Ação judicial contesta reclassificação da cannabis nos Estados Unidos

Uma coalizão formada por médicos, profissionais da área de dependência química, ativistas contrários à cannabis e uma empresa biofarmacêutica entrou com uma ação judicial contra o presidente Donald Trump e órgãos federais dos Estados Unidos para contestar a recente reclassificação da cannabis medicinal no país

Publicado en 05/06/2026

Ação judicial contesta reclassificação da cannabis nos Estados Unidos

Governo Trump

A decisão do governo de Donald Trump de reclassificar determinados produtos de cannabis nos Estados Unidos ganhou um novo capítulo nos tribunais. Uma coalizão formada por médicos, profissionais ligados ao tratamento da dependência química, ativistas contrários à cannabis e uma empresa biofarmacêutica entrou com uma ação judicial para contestar a medida anunciada pela administração federal.

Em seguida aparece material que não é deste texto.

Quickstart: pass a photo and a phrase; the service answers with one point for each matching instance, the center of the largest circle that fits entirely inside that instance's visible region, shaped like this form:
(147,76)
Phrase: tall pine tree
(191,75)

Segundo o site Marijuana Moment, a ação foi protocolada na Corte de Apelações do Distrito de Columbia e inclui como réus o presidente Donald Trump, o Departamento de Justiça dos Estados Unidos (DOJ), a Agência de Repressão às Drogas (DEA), o procurador-geral interino Todd Blanche e o administrador da DEA, Terrance Cole.

A iniciativa questiona a ordem assinada por Blanche em abril, que transferiu produtos de cannabis regulamentados por programas estaduais de uso medicinal e produtos aprovados pela FDA da Lista I para a Lista III da Lei de Substâncias Controladas (CSA).

 

Quem está processando o governo?

De acordo com a publicação, os autores da ação são a New Directions Addiction Recovery Services, a organização Cannabis Industry Victims Educating Litigators, a empresa biofarmacêutica MMJ International Holdings e dois médicos. Todos alegam ter sido diretamente prejudicados pela medida adotada pelo governo federal.

Os autores afirmam que a ordem foi emitida sem consulta pública adequada, sem audiência formal e sem seguir procedimentos administrativos que, segundo eles, seriam exigidos pela legislação norte-americana.

 

O que a ação questiona?

Aação sustenta que a nova classificação criou um modelo regulatório híbrido que não estaria previsto na legislação federal. Os autores também alegam que o governo deixou de considerar potenciais riscos associados ao uso da cannabis e não apresentou diretrizes médicas consideradas adequadas para sua prescrição.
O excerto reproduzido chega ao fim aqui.